Jakarta: US-Muslim mistrust must end, says Obama

On Wednesday, giving a keynote speech in Indonesia, the world’s most populous Muslim nation, the US president Barack Obama has said that a lot more requires to be done to restore frayed US relations with the Muslim world. He was addressing a 6,000-strong audience, mainly students, at the national university in the capital, Jakarta.

US president said, “Just as individuals are not defined solely by their faith, Indonesia is defined by more than its Muslim population,”

“But we also know that relations between the United States and Muslim communities have frayed over many years. As president, I have made it a priority to begin to repair these relations.” he said

Obama, who spent 4 years in Indonesia as a young boy, praised Indonesia as an good example of successful religious co-existence.

He said, “Even as this land of my youth has changed in so many ways, those things that I learned to love about Indonesia – that spirit of tolerance that is written into your constitution, symbolised in your mosques and churches and temples, and embodied in your people – still lives on”.

His speech was an updated version of a most importent address he gave seventeen months ago in Cairo, where he announced a “new beginning” in US-Muslim relations after the tensions over the 9/11 attacks on the US & the former US administration’s response to them.

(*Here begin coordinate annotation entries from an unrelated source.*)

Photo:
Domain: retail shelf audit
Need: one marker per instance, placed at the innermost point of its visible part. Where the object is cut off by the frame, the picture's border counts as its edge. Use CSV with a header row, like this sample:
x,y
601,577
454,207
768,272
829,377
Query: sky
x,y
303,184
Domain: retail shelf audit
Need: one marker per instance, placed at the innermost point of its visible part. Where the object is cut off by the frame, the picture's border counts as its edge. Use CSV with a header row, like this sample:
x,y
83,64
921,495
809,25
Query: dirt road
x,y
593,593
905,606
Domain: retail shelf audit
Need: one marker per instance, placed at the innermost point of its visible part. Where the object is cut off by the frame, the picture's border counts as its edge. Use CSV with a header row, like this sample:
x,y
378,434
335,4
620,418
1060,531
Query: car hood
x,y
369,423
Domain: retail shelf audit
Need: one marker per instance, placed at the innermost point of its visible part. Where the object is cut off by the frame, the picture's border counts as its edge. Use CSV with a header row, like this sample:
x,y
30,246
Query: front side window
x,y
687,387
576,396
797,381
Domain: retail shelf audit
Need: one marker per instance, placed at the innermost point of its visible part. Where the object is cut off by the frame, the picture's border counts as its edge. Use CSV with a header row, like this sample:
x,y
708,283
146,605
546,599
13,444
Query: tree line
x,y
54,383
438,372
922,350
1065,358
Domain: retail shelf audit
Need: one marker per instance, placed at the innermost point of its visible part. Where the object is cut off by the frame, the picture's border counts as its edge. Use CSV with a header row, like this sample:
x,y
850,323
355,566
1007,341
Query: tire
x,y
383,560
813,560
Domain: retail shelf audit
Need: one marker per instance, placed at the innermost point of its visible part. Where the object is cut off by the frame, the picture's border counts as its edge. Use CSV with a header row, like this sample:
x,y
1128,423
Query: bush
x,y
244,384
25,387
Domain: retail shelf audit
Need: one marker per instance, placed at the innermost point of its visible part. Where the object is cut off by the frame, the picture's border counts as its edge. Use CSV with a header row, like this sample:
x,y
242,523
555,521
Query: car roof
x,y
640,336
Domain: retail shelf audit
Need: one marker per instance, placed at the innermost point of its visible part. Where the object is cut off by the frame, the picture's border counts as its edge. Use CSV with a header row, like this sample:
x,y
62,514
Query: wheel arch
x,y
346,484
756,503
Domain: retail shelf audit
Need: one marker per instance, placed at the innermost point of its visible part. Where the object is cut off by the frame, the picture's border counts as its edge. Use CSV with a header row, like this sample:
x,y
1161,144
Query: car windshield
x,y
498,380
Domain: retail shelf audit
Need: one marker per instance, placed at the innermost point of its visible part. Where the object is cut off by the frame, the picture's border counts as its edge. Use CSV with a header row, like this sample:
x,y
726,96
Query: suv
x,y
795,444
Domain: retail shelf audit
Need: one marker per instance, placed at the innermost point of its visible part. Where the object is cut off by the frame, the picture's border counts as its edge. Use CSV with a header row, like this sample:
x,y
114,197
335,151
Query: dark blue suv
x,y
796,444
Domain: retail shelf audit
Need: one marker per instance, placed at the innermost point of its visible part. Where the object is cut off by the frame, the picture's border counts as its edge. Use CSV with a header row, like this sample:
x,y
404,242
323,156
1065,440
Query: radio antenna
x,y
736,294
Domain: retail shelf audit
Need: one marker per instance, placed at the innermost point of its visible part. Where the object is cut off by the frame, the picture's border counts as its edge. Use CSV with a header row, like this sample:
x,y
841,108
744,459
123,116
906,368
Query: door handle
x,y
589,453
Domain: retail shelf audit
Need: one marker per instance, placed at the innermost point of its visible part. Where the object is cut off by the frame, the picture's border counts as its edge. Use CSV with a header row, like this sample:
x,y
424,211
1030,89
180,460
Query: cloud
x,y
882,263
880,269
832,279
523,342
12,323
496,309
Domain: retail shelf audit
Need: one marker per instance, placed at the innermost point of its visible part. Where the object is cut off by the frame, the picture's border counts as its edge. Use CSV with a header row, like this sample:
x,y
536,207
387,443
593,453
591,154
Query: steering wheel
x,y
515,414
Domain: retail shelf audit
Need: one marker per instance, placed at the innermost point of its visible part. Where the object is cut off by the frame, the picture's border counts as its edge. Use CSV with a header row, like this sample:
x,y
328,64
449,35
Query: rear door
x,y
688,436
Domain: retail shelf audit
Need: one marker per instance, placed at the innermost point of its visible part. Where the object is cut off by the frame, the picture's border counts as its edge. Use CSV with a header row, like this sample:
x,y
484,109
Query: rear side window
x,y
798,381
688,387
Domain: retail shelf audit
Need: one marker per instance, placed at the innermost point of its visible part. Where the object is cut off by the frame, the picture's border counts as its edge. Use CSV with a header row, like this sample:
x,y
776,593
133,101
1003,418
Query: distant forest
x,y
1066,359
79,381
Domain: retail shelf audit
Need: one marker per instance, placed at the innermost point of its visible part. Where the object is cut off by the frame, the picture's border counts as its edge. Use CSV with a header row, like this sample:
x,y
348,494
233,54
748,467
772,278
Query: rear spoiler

Obama said, “In the 17 months that have passed we have made some progress, but much more work remains to be done”.

“I said then, and I will repeat now, that no single speech can eradicate years of mistrust. But I believed then, and I believe today, that we have a choice. We can choose to be defined by our differences, and give into a future of suspicion and mistrust. Or we can choose to do the hard work of forging common ground, and commit ourselves to the steady pursuit of progress” he said.